Paweł Myszkowski fot. Facebook

Jestem zwolennikiem teorii zakładających, że warto mówić ludziom dobre rzeczy, nawet jeśli są wypowiadane trochę na zaś. Słysząc dobrą opinię na swój temat, chcemy do niej dorosnąć, doskoczyć… nawet jeśli czujemy, że zasłużyliśmy na wiele mniej. Być może to dosyć osobliwa opinia, ale uważam, że czujemy czy ktoś ma nas za fajnego, rozsądnego człowieka i jeśli tak jest, łatwiej nam takim się stać. Być może to podejście sprawdza się również przy takich inwestycjach jak Opera Podlaska czy Regionalny Port Lotniczy. Być może potrzebujemy takich inwestycji by stawać się lepszym. A może nie… Nie ulega wątpliwości, że człowiek, z którym się spotkałem był przekonany o tym, że ma misję. Na co dzień wierny kibic Jagiellonii Białystok. W wolnych chwilach biega, gra w piłkę nożną, uprawia judo i angażuje się w wiele wydarzeń zupełnie społecznie. Były dziennikarz sportowy, dzisiaj dr inż. Paweł Myszkowski na Wydziale Elektrycznym Politechniki Białostockiej. Wreszcie Radny Rady Miasta Białystok. Oto rozmowa z jednym z najaktywniejszych zwolenników portu lotniczego i referendum, które odbędzie się 15 stycznia – Pawłem Myszkowskim.

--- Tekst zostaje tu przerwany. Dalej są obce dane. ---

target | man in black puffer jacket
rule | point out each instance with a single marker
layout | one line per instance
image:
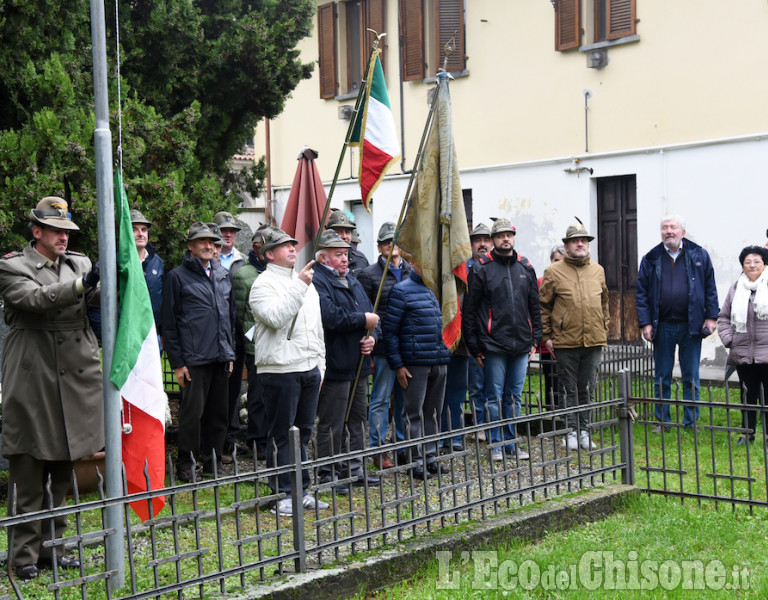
(502, 325)
(383, 376)
(199, 338)
(413, 338)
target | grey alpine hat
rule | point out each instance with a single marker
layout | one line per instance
(330, 239)
(577, 230)
(225, 220)
(138, 219)
(53, 211)
(501, 225)
(219, 241)
(340, 219)
(480, 229)
(274, 238)
(386, 232)
(199, 230)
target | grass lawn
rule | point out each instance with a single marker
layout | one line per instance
(652, 548)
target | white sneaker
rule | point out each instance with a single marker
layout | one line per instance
(571, 442)
(585, 442)
(310, 503)
(284, 508)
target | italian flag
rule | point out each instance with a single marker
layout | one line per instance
(136, 371)
(374, 132)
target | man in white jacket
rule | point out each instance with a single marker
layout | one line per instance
(289, 352)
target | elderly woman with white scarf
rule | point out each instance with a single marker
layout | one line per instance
(743, 328)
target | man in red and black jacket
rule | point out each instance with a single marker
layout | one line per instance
(502, 325)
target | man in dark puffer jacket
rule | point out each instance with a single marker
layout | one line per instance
(413, 338)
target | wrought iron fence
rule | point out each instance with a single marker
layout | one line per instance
(717, 460)
(222, 533)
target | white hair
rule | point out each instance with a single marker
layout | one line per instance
(676, 218)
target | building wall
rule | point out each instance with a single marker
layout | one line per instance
(682, 108)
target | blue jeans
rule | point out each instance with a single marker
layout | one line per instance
(378, 410)
(504, 380)
(290, 400)
(477, 390)
(455, 395)
(669, 335)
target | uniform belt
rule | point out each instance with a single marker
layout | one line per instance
(39, 325)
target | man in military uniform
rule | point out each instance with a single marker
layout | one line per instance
(344, 226)
(52, 387)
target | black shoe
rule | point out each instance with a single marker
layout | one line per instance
(361, 479)
(27, 572)
(63, 562)
(186, 476)
(435, 467)
(341, 489)
(419, 473)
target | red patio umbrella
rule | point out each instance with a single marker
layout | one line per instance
(305, 207)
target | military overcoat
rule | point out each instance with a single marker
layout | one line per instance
(52, 387)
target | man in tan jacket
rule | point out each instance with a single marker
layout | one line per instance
(574, 314)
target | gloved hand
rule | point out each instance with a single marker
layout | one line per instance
(91, 278)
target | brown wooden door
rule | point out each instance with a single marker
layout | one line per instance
(617, 252)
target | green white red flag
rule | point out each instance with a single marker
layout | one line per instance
(137, 372)
(374, 132)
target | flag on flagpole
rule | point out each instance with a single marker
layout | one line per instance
(434, 229)
(137, 372)
(374, 132)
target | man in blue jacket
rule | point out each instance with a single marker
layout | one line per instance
(154, 269)
(676, 307)
(413, 338)
(347, 314)
(199, 337)
(383, 377)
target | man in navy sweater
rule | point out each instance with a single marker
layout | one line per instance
(676, 307)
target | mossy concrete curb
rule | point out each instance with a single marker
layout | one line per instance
(392, 565)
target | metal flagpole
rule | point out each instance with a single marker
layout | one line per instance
(350, 129)
(448, 49)
(107, 253)
(403, 208)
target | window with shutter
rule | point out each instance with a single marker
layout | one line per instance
(620, 19)
(614, 19)
(449, 19)
(567, 24)
(412, 39)
(326, 27)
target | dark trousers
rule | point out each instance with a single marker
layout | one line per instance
(203, 415)
(754, 378)
(30, 477)
(551, 400)
(234, 430)
(291, 401)
(577, 369)
(422, 406)
(332, 434)
(256, 433)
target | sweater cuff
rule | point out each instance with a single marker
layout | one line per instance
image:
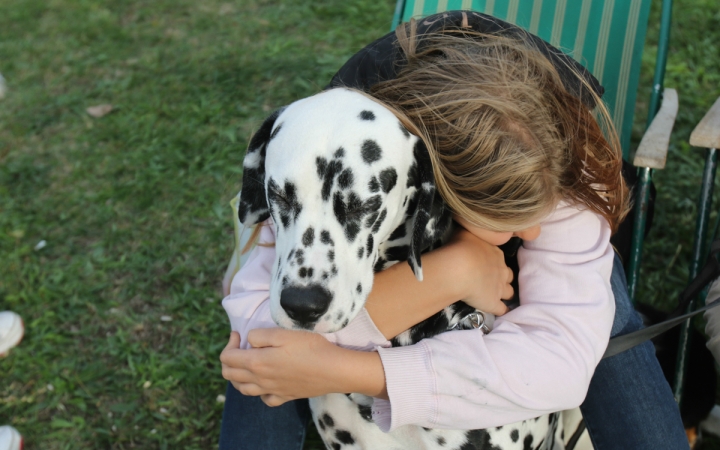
(360, 334)
(410, 386)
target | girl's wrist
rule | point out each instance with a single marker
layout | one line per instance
(360, 372)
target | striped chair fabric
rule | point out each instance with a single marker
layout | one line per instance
(606, 36)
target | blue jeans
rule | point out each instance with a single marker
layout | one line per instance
(629, 404)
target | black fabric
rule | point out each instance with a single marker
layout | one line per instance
(383, 59)
(622, 239)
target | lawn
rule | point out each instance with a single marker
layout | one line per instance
(122, 304)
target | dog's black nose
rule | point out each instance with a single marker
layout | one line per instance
(305, 305)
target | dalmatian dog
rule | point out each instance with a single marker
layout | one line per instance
(352, 192)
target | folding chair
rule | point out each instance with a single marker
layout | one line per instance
(607, 37)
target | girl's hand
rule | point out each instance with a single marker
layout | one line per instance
(481, 273)
(285, 365)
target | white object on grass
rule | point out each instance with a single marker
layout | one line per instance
(3, 86)
(11, 331)
(242, 236)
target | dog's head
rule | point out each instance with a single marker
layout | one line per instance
(340, 177)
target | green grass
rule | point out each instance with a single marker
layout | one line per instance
(133, 205)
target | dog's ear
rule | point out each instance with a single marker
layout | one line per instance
(431, 216)
(253, 207)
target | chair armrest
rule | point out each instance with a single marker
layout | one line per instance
(707, 133)
(652, 151)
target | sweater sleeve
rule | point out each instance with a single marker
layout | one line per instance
(539, 358)
(246, 305)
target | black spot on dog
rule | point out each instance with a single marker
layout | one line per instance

Jesteś jednym z głównych bohaterów całego wydarzenia – referendum, ponownego powrotu do dyskusji o „dużym” lotnisku. Zapewne ludzie, którzy popierają powstanie regionalnego portu, kierują do Ciebie co chwila jakieś serdeczne podziękowania.

Jestem pełnomocnikiem komitetu i siłą rzeczy stałem się jego twarzą, ale Komitet ds. Referendum ws. Lotniska to nie jest jedna osoba. Jest to grupa kilkunastu osób plus struktury. Wspiera tę inicjatywę cała struktura osób pracujących w terenie. Setki osób było zaangażowanych w zbieranie podpisów. Wcześniej za wnioskiem o przeprowadzenie referendum.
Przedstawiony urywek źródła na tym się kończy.